Version 1 of Gaussian Distribution

Updated 2004-03-31 21:38:29

started by Theo Verelst

Also called 'Normal Distribution'. For most physical independent measurements it holds that the statistical law of large numbers makes a measurment distribution graph due to measurement noise is a normal or Guassian distrubuted probability density.

So if we flip a coin so many times, and keep score of 10 throws for instance, we expect to get an average of 5 heads for ten throws. But of course, it will also happen we throw 6 heads or even 7 tails.

This little script computes 100,000 times the average of 5 random numbers (from the rand() tcl function), and stores the normalized results in a list called to:

 unset to;  for {set j 0} {$j < 100000} {incr j} {
    set o 0; set u 5
    for {set i 0} {$i < $u} {incr i} {
       set o [expr $o+rand()]
    };
    lappend to [expr $o/$u]
 }

Now we'll make 300 buckets in which we count how much of the result fits between to adjacent bucket limits:

 unset gd; for {set i 0} {$i<300} {incr i} {set gd($i) 0} ; foreach i $to {incr gd([expr int([expr $i*300])])}

And display the result as a reasonably accurate bar graph on the bwise canvas, or you should have a visible Tk canvas of which the path is in the variable mc :

 mc del gr3; foreach n [array names gd] {$mc create line [expr 100+$n] 301 [expr 100+$n] [expr 300-0.2*$gd($n)] -tag gr3}

http://82.168.209.239/wiki/gaussian1.jpg

At least clearly the gaussian curve can be recognized, where the statistical measure 'variance' can be derived from the bowing points (the change of sign of the second derivative, at both sides of the maximum, the expectation value). Also clearly, a hundred thousand samples still leave us with considerable dviation from the ideal 'big numbers' curve.

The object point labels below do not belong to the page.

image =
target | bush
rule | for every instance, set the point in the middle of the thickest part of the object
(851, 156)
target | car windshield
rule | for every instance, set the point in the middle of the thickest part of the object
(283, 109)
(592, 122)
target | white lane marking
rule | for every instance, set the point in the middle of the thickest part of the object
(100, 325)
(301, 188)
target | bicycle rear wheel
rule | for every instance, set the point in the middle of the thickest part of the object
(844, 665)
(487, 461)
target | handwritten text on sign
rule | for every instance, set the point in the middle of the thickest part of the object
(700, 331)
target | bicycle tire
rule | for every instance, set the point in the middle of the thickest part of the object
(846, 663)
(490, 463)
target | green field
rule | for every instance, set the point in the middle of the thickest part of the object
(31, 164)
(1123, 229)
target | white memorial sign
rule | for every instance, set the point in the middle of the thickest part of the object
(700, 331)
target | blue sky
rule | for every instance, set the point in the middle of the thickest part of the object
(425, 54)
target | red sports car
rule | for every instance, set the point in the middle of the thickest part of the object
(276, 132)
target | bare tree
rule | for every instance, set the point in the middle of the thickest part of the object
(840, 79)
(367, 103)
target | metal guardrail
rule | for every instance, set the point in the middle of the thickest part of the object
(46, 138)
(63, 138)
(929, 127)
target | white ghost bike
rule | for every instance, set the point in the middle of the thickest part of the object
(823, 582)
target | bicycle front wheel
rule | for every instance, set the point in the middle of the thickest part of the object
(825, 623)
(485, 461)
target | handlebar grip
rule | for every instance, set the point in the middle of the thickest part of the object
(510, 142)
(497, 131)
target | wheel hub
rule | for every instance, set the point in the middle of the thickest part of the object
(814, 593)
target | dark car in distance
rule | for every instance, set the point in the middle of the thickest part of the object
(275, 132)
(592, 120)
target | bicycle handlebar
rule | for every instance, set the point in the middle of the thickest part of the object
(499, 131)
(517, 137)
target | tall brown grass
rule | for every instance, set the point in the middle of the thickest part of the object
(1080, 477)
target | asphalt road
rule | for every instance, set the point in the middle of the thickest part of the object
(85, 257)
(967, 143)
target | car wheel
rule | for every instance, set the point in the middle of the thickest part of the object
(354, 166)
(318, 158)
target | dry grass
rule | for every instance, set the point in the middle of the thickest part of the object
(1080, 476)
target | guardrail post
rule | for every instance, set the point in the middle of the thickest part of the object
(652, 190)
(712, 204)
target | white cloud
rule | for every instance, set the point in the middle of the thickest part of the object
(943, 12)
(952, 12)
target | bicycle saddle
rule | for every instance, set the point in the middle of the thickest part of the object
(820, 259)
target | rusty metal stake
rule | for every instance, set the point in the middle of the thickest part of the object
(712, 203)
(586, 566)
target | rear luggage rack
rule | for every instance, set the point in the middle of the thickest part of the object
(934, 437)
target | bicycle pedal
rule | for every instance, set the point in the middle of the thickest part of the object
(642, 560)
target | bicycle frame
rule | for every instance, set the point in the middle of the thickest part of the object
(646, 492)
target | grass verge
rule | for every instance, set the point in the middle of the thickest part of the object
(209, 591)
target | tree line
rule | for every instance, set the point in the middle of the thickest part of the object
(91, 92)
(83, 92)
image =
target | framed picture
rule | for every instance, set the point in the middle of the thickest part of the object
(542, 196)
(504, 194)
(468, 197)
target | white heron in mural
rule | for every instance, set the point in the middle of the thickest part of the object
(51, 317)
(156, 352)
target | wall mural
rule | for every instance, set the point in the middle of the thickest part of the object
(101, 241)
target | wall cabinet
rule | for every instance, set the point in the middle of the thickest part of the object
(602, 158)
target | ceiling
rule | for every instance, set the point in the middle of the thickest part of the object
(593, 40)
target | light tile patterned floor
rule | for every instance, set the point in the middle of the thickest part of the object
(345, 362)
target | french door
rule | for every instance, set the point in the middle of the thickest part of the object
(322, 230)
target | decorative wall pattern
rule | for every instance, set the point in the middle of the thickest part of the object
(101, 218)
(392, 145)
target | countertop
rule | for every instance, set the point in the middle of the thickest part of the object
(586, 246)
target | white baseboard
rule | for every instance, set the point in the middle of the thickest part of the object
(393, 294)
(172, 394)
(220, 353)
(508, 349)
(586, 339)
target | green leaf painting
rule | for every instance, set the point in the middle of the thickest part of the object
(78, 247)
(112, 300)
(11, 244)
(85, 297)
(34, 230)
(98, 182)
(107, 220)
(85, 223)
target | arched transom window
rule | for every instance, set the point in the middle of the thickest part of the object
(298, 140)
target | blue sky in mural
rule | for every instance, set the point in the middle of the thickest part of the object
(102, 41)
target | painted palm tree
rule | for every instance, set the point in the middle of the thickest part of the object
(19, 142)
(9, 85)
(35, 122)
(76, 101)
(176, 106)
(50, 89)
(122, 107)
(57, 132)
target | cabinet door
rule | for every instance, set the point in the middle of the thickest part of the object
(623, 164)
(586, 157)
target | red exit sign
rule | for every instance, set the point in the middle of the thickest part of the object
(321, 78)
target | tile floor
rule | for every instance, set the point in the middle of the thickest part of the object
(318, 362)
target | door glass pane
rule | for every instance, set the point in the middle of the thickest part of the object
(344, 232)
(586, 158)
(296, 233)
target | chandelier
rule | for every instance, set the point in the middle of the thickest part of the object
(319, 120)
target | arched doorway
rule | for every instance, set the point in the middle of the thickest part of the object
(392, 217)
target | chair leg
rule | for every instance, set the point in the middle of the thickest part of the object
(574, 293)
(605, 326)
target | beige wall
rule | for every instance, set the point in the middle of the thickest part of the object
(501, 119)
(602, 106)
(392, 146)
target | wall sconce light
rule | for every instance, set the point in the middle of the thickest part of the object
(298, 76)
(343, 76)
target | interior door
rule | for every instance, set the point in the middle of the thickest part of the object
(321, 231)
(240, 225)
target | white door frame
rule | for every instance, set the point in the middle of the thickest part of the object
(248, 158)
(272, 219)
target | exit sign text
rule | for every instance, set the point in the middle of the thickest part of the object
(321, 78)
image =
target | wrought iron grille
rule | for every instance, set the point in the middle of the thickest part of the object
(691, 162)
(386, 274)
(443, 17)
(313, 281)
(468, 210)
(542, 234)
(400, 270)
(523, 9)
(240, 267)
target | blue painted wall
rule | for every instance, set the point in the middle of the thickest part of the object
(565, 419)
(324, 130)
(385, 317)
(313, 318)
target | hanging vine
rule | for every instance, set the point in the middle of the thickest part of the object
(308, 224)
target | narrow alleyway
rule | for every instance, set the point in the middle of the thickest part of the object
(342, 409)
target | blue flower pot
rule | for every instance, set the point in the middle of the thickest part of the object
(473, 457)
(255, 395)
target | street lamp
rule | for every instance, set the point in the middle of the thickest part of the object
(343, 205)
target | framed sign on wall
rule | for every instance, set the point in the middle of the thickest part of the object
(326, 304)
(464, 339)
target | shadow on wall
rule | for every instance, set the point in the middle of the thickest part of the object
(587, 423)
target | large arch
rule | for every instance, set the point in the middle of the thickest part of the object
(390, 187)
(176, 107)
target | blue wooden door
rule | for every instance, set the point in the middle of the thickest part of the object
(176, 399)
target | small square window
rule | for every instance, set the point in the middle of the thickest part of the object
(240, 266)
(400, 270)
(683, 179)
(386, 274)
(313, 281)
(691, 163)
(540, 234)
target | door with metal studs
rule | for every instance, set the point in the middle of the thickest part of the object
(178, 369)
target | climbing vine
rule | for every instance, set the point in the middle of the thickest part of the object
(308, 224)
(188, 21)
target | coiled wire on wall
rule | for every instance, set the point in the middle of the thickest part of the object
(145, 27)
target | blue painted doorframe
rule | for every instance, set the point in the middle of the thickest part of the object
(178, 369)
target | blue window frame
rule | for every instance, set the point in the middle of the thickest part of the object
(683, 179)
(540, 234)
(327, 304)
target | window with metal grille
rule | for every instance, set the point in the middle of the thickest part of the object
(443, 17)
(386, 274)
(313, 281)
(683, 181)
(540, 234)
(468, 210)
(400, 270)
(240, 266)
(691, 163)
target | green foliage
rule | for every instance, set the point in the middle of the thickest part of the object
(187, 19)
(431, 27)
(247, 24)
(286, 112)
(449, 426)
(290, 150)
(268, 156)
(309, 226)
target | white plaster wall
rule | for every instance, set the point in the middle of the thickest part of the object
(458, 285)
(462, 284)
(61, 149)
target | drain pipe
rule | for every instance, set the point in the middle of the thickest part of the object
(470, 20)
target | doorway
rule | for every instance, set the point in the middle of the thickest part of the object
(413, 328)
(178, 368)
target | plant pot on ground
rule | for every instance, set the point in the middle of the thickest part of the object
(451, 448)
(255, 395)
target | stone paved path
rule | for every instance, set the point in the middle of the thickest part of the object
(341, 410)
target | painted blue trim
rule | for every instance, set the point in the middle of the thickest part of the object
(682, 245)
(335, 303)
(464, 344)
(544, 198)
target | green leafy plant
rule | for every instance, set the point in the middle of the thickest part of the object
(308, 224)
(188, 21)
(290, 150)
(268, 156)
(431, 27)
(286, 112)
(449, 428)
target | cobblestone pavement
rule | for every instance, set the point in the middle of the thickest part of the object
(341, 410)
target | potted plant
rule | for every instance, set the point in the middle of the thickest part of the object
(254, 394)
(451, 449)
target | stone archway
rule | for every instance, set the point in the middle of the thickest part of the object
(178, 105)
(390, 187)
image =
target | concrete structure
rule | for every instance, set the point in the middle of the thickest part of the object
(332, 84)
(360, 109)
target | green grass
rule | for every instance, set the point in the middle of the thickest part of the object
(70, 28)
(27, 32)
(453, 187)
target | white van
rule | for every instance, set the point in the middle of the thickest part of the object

Normally, for natural random processes, the law is big numbers works pretty well.


KBK 31 March 2004 -

One conventional way to sample a random variable from a Gaussian distribution is Marsaglia's polar method. [L1 ]. This method is usually faster than any method that involves the Central Limit Theorem and a large batch of random numbers. It also has precision that is limited only by the precision of the underlying random number generator.

The following Tcl code samples 50000 numbers from the normal distribution and displays a histogram of the samples, together with the Gaussian "bell-shaped curve". The "nordev" procedure should be generally useful wherever a Gaussian random variable is needed.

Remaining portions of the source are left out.